I had a lovely experience getting my colonoscopy. Really! I'm totally serious.
Even the prep work -- as the phrase goes -- wasn't as bad as it could've been. Sure, it's kind of sick to expect someone to take fourteen doses of stool softener in two hours. The relationship I've had with Gatorade has changed, if only because I dissolved it all in a 64 oz bottle and downed it.
It was also odd that I wasn't really hungry after fasting all day. Or maybe the pain in my gut is just normal now. So the next morning, again, I wasn't crazy hungry. (If only Yom Kippur were so easy.) I drove down to Georgetown in early morning traffic. Parked in the garage. Someone in the hospital corridor asked me if I needed help finding my way. It was all very civilized. The only people with their heads up their asses were the ladies at the check-in desk.
There was a nurse to ask me questions and get the IV started, and a different nurse for the procedure. At one point I had one on either side of me as Nurse 1 was looking for a vein. Nurse 2, establishing some rapport, says "Did you forget to bring your veins?" I answered "I brought my asshole. I thought that was all you needed."

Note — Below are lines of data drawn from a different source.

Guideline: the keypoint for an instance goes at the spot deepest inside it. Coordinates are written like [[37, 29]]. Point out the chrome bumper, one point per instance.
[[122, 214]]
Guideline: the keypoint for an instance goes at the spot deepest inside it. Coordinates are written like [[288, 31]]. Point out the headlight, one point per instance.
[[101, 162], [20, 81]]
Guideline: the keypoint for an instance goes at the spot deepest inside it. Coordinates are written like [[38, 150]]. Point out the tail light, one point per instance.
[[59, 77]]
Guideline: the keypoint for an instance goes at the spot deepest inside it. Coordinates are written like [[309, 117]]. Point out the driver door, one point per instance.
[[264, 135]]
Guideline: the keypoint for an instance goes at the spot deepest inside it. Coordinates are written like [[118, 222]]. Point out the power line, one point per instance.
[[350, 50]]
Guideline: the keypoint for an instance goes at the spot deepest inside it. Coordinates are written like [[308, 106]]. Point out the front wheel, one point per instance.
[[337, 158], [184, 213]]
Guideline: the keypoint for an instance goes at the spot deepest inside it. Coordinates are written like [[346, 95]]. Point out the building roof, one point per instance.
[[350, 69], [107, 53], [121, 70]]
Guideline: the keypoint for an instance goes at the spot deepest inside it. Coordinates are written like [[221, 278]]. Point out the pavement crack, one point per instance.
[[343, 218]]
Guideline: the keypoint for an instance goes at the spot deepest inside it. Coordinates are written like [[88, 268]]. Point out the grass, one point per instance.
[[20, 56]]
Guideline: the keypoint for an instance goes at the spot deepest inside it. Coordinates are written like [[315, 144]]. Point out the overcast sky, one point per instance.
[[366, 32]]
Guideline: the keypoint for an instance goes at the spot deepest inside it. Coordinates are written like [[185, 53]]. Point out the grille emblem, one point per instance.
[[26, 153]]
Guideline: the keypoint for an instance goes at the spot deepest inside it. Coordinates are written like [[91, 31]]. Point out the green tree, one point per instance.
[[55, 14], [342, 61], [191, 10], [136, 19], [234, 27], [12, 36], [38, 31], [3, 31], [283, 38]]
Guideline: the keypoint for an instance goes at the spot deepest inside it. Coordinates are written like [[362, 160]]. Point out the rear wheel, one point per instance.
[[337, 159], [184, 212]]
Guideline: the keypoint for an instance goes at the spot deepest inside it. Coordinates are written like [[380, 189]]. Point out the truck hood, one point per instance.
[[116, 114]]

"What?" she asked. I was either too funny or too rude. I repeated it. She repeated it to the anesthesiologist when we got into the other room.
I was chatty. I was nervous. Really getting the IV started was the worst. The actual doc came in and was kind and patient and informative. She drew diagrams. I got oxygen. I got hooked up to some stereo equipment. I got an automatic BP cuff. And then the milky white stuff started crawling up the tube. "You might hear ringing or have a metallic taste in your mouth." After about five seconds I said "Oh there's the ringing in the ears." Two seconds later I was out.
Two hours later I was listening to the old guy in the stall next to me hit on the nurses. I was groggy and high as hell. The nurse who came to check on me when I made a noise was East Indian in heritage but a local native. This was her 2nd career, after being a software developer project manager. I was chatty, and high. And happy.
I was chilling in the chill-out area for a while, eavesdropping and watching the nurses and doctors mill about. A young woman doc came back to talk to an older woman who insisted she see the senior doctor. I watched as the young woman doc brought the older man doctor back, and how she kept her mouth shut and her eyes up while he said the same things she already had. The nurses offered me more juice and saltines. Andy came to get me.
The Emperor was stoked to drive my stick shift car. We wove through streets, talking about lunch. Yes lunch. I wasn't sure if that was hunger or not but I was interested in this thing called food. We stopped at Rockland's and I got brisket and beans -- great choice for the first thing on my newly polished colon. Still, it was delish.